Biological age is a measure of how well your body is functioning relative to its chronological age — the number of years you have been alive. While everyone ages chronologically at the same rate, the rate at which the body's cells, tissues, and organ systems age is highly variable and influenced by genetics, lifestyle, environment, and medical history. Biological age captures this variation.

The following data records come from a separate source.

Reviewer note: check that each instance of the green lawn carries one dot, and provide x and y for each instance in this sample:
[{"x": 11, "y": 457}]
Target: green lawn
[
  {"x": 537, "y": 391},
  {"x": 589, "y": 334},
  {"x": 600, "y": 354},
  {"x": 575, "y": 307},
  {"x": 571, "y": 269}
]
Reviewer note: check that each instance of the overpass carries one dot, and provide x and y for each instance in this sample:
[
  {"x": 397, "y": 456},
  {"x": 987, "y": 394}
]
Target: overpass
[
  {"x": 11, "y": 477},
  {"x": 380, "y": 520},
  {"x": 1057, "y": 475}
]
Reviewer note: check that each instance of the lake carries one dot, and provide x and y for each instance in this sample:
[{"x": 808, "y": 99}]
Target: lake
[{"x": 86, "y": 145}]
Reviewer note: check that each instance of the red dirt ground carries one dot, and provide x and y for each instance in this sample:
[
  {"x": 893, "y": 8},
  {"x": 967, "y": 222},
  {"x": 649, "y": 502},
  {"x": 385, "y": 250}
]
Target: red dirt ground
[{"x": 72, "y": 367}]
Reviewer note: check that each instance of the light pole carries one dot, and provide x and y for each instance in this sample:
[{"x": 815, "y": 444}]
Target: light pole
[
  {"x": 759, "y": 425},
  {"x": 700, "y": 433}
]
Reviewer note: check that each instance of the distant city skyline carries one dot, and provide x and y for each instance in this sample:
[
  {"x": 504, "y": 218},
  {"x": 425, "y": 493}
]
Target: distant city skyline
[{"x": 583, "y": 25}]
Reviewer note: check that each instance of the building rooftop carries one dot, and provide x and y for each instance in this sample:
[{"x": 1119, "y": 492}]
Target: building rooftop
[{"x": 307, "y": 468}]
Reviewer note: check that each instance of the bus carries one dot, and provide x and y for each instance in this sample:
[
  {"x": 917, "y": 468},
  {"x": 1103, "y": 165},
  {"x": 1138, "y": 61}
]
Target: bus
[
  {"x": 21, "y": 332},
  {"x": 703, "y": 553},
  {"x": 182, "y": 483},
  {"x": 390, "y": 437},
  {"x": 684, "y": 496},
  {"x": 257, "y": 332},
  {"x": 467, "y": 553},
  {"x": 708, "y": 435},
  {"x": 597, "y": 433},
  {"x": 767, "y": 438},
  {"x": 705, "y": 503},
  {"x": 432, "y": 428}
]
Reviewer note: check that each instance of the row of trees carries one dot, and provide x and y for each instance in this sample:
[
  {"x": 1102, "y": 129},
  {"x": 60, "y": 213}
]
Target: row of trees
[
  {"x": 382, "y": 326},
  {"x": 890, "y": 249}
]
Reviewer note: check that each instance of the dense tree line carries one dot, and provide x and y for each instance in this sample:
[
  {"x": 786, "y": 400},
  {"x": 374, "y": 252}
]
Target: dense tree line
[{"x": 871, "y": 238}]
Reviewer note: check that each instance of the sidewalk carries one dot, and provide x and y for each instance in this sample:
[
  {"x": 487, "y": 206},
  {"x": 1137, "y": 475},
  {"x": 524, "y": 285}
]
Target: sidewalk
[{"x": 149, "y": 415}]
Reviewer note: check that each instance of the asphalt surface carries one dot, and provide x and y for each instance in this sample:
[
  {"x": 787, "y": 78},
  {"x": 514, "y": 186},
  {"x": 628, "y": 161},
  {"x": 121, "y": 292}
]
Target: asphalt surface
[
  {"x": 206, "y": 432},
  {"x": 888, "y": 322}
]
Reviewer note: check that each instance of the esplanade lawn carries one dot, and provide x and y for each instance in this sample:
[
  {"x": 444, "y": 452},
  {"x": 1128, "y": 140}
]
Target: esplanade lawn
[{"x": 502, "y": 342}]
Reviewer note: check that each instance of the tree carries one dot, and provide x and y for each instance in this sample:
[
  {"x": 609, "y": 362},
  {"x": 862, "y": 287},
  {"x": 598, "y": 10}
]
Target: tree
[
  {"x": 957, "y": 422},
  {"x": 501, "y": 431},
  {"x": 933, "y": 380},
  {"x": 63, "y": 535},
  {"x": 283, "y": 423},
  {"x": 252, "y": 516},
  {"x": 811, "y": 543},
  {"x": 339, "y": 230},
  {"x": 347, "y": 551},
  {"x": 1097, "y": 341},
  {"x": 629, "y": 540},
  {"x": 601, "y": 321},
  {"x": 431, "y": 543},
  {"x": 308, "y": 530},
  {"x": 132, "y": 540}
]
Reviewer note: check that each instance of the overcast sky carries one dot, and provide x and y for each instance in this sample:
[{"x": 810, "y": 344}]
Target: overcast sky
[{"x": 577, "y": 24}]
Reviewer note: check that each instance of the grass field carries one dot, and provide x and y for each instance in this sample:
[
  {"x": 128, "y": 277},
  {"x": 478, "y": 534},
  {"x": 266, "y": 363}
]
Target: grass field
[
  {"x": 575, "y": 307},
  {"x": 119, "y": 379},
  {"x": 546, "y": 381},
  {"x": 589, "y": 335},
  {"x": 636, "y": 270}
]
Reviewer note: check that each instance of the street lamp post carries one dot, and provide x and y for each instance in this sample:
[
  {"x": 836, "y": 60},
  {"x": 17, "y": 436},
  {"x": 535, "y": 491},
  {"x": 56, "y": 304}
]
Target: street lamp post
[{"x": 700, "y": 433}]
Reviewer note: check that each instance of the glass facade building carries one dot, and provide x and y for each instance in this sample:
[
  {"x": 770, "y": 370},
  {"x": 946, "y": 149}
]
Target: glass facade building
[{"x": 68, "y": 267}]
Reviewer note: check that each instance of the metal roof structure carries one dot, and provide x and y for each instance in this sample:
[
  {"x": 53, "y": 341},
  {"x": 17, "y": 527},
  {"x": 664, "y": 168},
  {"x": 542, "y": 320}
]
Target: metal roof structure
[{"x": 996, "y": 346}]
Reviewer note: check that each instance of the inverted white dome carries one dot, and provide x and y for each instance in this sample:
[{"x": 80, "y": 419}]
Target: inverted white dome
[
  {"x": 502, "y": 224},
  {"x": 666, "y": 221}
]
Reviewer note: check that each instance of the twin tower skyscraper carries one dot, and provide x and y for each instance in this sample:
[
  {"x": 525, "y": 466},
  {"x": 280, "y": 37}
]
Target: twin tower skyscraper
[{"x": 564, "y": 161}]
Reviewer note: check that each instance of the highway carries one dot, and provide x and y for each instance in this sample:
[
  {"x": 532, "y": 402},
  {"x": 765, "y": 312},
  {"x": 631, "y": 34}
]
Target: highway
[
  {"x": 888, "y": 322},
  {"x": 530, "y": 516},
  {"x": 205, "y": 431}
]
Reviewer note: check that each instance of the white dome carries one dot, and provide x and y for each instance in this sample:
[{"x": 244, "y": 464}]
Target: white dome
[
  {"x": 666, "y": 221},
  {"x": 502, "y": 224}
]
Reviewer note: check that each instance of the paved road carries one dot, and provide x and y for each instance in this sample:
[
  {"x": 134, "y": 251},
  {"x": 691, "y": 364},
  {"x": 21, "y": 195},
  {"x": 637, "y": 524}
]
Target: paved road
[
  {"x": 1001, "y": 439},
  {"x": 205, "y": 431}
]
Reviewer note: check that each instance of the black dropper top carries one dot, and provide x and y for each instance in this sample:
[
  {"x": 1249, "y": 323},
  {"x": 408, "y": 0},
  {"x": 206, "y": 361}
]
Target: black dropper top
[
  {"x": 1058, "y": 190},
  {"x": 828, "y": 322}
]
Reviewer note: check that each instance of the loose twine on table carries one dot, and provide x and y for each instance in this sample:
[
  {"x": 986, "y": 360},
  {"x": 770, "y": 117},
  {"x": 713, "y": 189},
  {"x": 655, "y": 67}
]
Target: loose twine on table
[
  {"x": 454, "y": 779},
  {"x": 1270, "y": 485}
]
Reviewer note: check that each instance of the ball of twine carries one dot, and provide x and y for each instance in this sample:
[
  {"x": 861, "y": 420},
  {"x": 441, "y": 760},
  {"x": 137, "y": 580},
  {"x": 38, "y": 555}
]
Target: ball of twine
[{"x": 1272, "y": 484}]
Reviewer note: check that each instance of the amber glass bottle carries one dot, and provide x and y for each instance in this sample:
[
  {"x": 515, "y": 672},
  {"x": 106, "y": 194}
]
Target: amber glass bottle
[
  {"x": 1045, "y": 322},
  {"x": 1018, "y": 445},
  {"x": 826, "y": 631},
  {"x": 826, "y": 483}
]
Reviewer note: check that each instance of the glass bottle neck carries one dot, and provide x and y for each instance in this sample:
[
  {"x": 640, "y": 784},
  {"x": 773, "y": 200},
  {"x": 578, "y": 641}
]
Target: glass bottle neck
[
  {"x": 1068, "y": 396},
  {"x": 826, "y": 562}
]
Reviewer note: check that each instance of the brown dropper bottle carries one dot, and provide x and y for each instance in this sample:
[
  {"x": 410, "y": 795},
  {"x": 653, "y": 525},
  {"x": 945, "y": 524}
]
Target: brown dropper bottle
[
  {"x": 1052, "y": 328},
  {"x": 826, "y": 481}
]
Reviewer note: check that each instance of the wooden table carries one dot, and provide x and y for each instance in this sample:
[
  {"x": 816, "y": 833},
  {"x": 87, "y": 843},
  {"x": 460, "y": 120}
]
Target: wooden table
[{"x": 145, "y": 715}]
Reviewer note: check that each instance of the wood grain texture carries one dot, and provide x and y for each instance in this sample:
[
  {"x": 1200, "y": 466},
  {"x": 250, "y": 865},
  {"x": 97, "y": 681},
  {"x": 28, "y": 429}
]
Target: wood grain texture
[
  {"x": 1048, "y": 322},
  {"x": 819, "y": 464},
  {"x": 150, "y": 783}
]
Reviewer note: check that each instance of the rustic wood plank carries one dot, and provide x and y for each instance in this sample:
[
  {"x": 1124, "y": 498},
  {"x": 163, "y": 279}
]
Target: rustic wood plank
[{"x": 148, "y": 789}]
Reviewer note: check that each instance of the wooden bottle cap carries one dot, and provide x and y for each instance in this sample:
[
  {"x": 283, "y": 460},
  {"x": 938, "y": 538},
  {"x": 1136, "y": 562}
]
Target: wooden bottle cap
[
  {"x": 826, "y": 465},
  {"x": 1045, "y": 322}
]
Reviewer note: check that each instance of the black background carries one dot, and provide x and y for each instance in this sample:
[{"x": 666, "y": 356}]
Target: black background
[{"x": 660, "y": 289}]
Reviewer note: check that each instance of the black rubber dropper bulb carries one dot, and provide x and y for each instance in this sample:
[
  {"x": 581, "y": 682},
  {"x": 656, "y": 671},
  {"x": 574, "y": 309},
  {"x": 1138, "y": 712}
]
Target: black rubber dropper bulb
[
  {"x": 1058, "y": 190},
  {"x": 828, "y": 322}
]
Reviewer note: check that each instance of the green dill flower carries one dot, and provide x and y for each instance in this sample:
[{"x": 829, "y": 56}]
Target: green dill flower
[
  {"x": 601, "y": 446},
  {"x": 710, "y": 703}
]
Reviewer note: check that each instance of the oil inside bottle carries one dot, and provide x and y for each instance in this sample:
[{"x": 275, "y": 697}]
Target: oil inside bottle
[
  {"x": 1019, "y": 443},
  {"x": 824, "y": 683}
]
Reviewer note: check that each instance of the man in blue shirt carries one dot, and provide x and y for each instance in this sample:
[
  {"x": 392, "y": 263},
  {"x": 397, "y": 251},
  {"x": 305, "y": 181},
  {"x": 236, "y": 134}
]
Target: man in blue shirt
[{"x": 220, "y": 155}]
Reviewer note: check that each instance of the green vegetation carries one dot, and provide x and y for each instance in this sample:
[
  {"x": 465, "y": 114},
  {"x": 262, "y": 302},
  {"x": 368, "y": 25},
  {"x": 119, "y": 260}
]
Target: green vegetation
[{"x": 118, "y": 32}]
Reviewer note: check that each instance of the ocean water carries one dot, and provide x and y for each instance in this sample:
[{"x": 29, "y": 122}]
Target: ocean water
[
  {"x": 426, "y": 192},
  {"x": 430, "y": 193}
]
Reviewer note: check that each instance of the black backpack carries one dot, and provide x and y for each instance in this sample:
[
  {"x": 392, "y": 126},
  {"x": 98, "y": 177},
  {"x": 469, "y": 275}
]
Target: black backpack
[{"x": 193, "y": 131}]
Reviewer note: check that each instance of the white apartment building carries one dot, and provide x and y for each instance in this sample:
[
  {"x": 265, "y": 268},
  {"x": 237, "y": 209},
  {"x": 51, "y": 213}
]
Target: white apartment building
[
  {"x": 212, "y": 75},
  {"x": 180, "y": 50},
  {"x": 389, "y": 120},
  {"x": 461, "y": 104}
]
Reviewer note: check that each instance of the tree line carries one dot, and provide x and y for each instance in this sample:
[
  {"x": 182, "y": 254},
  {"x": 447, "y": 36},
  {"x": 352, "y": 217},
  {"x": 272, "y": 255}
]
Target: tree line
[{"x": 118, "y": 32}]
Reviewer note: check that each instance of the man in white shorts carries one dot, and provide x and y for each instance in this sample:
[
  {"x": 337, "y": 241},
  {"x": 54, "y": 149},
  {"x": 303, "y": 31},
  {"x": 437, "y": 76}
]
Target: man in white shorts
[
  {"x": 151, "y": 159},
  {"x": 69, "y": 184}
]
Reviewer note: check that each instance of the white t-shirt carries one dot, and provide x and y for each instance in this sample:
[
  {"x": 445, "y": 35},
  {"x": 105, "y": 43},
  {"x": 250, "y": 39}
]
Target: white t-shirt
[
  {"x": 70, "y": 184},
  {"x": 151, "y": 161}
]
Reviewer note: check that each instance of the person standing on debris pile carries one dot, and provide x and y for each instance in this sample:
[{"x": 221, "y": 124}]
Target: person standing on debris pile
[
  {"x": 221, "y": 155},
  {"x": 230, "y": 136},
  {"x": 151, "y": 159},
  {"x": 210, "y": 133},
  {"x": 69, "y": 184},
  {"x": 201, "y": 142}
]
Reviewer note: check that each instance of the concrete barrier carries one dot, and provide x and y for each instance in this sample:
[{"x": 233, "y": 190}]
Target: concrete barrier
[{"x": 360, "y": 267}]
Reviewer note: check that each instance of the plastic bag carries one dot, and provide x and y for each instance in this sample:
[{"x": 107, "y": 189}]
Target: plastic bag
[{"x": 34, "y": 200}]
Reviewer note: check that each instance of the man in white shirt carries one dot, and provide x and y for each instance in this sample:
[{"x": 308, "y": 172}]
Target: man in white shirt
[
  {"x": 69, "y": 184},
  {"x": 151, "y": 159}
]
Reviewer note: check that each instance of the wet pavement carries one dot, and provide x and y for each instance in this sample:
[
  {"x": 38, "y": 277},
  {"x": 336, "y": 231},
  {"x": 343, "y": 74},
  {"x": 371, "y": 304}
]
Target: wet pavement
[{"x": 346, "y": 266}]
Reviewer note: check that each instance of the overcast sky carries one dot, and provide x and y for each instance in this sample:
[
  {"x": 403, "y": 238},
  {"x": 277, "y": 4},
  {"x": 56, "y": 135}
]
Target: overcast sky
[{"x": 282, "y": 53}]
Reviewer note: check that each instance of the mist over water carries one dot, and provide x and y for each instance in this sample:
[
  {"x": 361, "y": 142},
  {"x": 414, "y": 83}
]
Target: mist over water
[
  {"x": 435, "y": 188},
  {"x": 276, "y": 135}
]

Biological age can be estimated from multiple types of data: blood biomarkers (such as clinical chemistry panels, inflammation markers, metabolic markers), epigenetic clocks (measuring DNA methylation patterns that change predictably with age), and physiological measures (grip strength, walking speed, lung function). A biological age younger than chronological age suggests the body is ageing more slowly than average; an older biological age indicates accelerated ageing and is associated with higher risk of age-related disease and earlier mortality.
FAQs
Can biological age be reversed?
Yes — multiple studies have shown that sustained lifestyle interventions including diet, exercise, and stress reduction can measurably reduce biological age markers, including DNA methylation-based epigenetic clocks. The degree of reversal depends on the intervention intensity and duration, and baseline health status.
How is biological age calculated from blood tests?
Blood-based biological age algorithms analyse patterns across multiple biomarkers — including inflammatory markers, metabolic markers, organ function tests, and haematological parameters — and compare them to reference data from large populations to estimate the biological age that best matches your overall biomarker profile.
How is biological age different from epigenetic age?
Biological age from blood biomarkers uses clinical chemistry data. Epigenetic age (such as DNAm PhenoAge or GrimAge) specifically measures DNA methylation patterns that change in a predictable, age-related way. Epigenetic clocks are generally considered more precise but are more expensive and less widely available.
How often should I test biological age?
Testing every 6–12 months allows meaningful tracking of changes in response to lifestyle interventions. More frequent testing is unlikely to show significant changes, as biological age markers respond slowly to lifestyle changes over months rather than days.